Former statistician general Doctor Pali Lehohla warns of precarious phase for SA

Reading Time: 3 minutes

Former South African statistician general Doctor Pali Lehohla has warned that South Africa has entered a very precarious phase. He was delivering the Chief Albert Luthuli memorial lecture at the University of KwaZulu-Natal in Durban. Luthuli was the first president of the ANC.

Lehohla says hunger and unemployment are on the rise, while the cabinet is bickering about load-shedding that is seriously affecting the health care system.

The first president of the ANC – Chief Albert Luthuli – was praised for fighting for freedom during apartheid. He died under mysterious circumstances in the 1960s. Delivering the Chief Albert Luthuli memorial lecture, Doctor Pali Lehohla says Luthuli’s contribution needs to be celebrated as he freed the country through his bravery.

“Luthuli found himself in a complicated situation. Looking at the ten commandments of Albert Luthuli suggests to me without any fear of contradiction that it is so easy to admire a person for what he or she stands for.”

However, Lehohla warned that at present the country has entered a precarious state.

“Unemployment is very high and not only poverty but hunger and malnutrition are on the rise. The electricity grid can hardly cope, now that we have stage six but the cabinet is bickering whether they can afford diesel or open new solar,”

“The Steve Biko hospital cannot operate and the health services are collapsing because of lack of electricity whiles the government has decided to close old coal fire stations. The damage of this is incalculable to this country.”

Former statistician General Dr Pali Lehohla delivers the 16th Chief Albert Luthuli Memorial Lecture:

The chairperson of the Public Service Commission  Doctor Somadoda Fikeni has added that South Africa is suffering from a lack of credible leaders.

“Non-participation in the election shows a crisis in the political, the believability crisis, somehow the leaders are so alienated from this reality.  They can talk about ethics and values or principles and morality and do something different and feel no discomfort.”

“A leader can speak to the full audience about corruption, while the hands are waiting to do corruption after the meeting.

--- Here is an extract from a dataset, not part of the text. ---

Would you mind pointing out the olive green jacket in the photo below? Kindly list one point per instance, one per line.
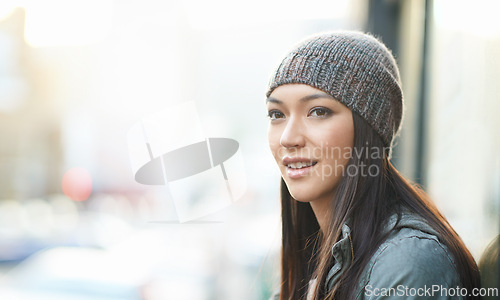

That is the paralysis of the credibility of our leaders. We are looking for messiahs under the tables and unlikely places.”

Luthuli’s granddaughter Nana Ngobese agreed that the country has taken a turn for the worse compared to the achievements after 1994.

“I am conveying sincere gratitude to the speakers for challenging us to think out of the box because is not reliable. I think we have to start thinking now where South Africa needs to take itself, and we see that things are breaking apart.”